In nonfiction the book winner went to British doctor Rachel Clarke for her book The Story of a Heart about an organ transplant between two children. Tina over at the blog Turn the Page had great things to say about the book in her review.

Also the Walter Scott Prize for Historical Fiction was announced and English writer Andrew Miller won for his novel The Land in Winter, which is set in a remote English community during the long, hard winter of 1962/63. Apparently it’s about two couples whose lives begin to unravel during this particularly harsh winter. Miller’s book beat out Kevin Barry’s novel The Heart in Winter and Yael van der Wouden’s The Safekeep among others, so that’s saying something. I have not read the author before but requested that my library get a copy since it’s not in their collection.

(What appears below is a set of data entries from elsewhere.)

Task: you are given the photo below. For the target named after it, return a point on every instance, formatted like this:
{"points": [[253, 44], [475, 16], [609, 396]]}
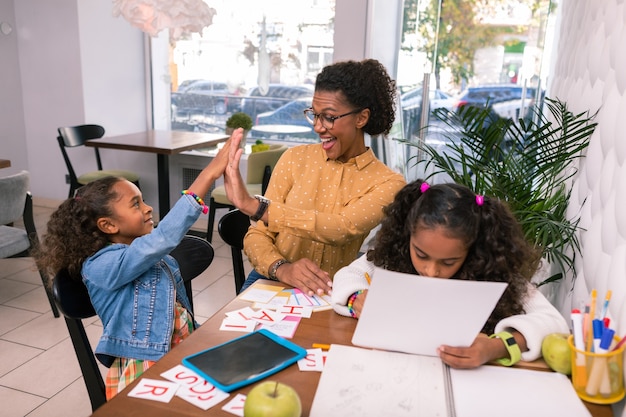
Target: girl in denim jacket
{"points": [[106, 235]]}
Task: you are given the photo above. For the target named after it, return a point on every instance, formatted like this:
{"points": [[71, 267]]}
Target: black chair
{"points": [[16, 204], [73, 301], [77, 136], [232, 228], [193, 255]]}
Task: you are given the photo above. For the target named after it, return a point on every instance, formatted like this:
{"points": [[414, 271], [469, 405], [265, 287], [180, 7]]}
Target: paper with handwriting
{"points": [[360, 382]]}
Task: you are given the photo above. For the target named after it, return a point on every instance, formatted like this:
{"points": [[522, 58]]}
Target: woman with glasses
{"points": [[323, 199]]}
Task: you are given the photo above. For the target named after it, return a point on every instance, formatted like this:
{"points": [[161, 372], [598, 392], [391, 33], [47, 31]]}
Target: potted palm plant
{"points": [[528, 164], [237, 120]]}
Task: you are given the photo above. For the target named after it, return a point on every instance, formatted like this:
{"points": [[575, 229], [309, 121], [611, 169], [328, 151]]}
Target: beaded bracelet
{"points": [[205, 208], [351, 302]]}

And now I’ll leave you with reviews of what I finished lately. Both of these novels below were on my summer reading list and both made for pretty gripping audiobooks. The protagonists in each are flawed individuals who go through much emotional angst and take you along with them.

Broken Country by Clare Leslie Hall / Simon & Schuster / 320 pages / 2025

4.3 stars. Brief Synopsis: In 1968, Beth and her husband Frank are living life on their Dorset farm caring for sheep with the help of Frank’s brother Jimmy, but are still missing their nine-year-old son Bobby who died in an accident two years earlier. Then an old flame of Beth’s — Gabriel Wolfe, a famous novelist, returns to town with his son Leo and Beth reconnects with Gabriel, over his son who reminds her a bit of Bobby and things begin to turn dicey.

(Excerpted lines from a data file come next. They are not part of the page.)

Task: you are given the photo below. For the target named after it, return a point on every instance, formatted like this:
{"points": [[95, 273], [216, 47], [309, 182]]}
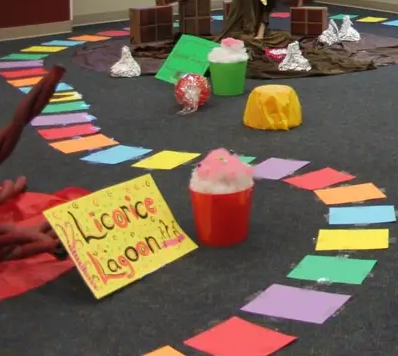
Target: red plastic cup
{"points": [[222, 219]]}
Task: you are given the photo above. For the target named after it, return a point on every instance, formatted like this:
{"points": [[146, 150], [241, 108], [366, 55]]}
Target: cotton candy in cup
{"points": [[221, 191]]}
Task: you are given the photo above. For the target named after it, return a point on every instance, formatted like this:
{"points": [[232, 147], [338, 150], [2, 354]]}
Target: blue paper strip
{"points": [[116, 154], [359, 215], [63, 43]]}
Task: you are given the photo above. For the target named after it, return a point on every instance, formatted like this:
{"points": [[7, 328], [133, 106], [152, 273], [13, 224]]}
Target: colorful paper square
{"points": [[238, 337], [114, 33], [293, 303], [280, 15], [341, 16], [391, 23], [332, 269], [166, 160], [277, 168], [371, 19], [69, 131], [62, 43], [84, 144], [44, 49], [357, 239], [319, 179], [165, 351], [350, 194], [362, 215], [247, 159], [89, 38], [117, 154]]}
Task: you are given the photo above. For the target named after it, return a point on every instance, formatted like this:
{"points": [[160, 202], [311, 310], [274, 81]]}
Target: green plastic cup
{"points": [[228, 79]]}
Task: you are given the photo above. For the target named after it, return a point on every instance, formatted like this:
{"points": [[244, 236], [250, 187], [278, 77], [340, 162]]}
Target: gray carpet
{"points": [[349, 124]]}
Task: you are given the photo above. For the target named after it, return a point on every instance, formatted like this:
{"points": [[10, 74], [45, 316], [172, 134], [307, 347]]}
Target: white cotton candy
{"points": [[233, 54]]}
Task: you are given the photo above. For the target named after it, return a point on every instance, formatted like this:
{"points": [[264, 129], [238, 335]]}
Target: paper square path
{"points": [[84, 143], [360, 215], [166, 160], [341, 16], [238, 337], [116, 154], [165, 351], [319, 179], [277, 168], [372, 19], [332, 269], [286, 302], [350, 194], [357, 239]]}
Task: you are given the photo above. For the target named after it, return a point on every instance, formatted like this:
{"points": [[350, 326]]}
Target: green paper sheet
{"points": [[25, 56], [332, 269], [189, 55]]}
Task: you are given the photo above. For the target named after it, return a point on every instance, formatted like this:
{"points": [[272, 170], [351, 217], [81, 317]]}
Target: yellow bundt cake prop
{"points": [[273, 107]]}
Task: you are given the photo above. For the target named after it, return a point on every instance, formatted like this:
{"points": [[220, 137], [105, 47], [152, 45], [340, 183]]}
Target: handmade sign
{"points": [[119, 234], [189, 55]]}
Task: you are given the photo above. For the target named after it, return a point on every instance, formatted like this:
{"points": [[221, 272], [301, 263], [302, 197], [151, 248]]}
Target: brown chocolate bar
{"points": [[195, 17], [165, 2], [308, 20], [151, 24]]}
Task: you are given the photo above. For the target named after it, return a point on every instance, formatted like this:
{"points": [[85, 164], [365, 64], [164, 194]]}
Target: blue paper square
{"points": [[117, 154], [391, 23], [361, 215]]}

The novel follows timelines in the past about how Beth, Frank, and Gabriel came to know one another during their schooldays, and in the present with their current relations … as well as chapters of a murder trial, which takes a while to piece together who’s died and who is on trial. But soon enough it all becomes clear and the consequences for all weigh heavily on the line.

Oh what a weaved web it becomes, and towards the end there’s a couple of twists that might surprise you. Perhaps there might be one turn or twist too much near the end, but it still felt feasible. The story is told from Beth’s perspective and you feel for her, though she’s flawed and you wish she had more of a backbone to her on what her actions are going to set off and to make better decisions. It’s a bit of an intense love story but clever in ways it comes together and is well told. It could be up for: the page-turner of the summer … as it has a bit of romance, a bit of violence, and much sadness and regret but also a bit of latent hope.

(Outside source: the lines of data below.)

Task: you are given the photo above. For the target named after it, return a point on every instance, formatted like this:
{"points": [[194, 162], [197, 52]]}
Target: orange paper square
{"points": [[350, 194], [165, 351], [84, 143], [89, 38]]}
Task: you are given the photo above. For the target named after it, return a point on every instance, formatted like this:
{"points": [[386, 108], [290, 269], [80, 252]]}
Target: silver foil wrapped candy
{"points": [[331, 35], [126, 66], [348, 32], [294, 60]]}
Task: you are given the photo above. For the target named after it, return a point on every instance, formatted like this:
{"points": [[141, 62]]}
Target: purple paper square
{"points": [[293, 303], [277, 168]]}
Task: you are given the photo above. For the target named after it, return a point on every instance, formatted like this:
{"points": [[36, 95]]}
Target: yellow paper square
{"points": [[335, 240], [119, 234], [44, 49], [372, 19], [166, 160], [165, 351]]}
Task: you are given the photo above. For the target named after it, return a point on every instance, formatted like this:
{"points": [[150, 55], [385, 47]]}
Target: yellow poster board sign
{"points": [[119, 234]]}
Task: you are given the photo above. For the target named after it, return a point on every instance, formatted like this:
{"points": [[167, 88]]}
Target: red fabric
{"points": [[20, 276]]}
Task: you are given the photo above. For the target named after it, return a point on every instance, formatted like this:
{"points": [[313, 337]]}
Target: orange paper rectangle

Nesting by Roisin O’Donnell / Algonquin / 400 pages / 2025


4.5 stars. Brief Synopsis: In Dublin, a pregnant woman with two little girls flees a controlling, volatile husband, who pretends there is nothing wrong and that he provides well for them. Ciara is at the end of her tether with Ryan, who she decides to leave after another incident. While he’s at work, she leaves with the girls in their beater car and goes to the homeless shelter, which is full up, that sends them to a rundown hotel. She tries to make a new life for herself and the girls, but Ryan is besieging her with texts to come home and that if she doesn’t he will sue for full custody and win.

The novel, told from Ciara’s perspective, is truly squirm-worthy as you follow her daily struggles just to get by with the girls, and how she will navigate Ryan’s manipulative ways. Her anxiety and fears are palpable, and she’s unable to go to her family’s in England as the law forbids it without her husband’s permission, (ugh), which he bars.

A court case looms for custody of the children, along with the baby she is about to have, that is a nail biter along with the months after the trial. At times, I wished Ciara was much stronger in facing up to her husband and not giving in to his demands, though in some ways I gather it was a bit of a realistic portrayal of a person who’s been psychologically abused for a long while … who is unsure of the path forward and thinks appeasement might work. This is an intense novel but also the writing makes it quite a notable debut.

So these first two books on my summer list turned out to be winners. Both are a bit emotionally intense, but if you don’t mind that, you might be gripped by them as well.

That’s all for now. What about you — have you read these and if so, what did you think?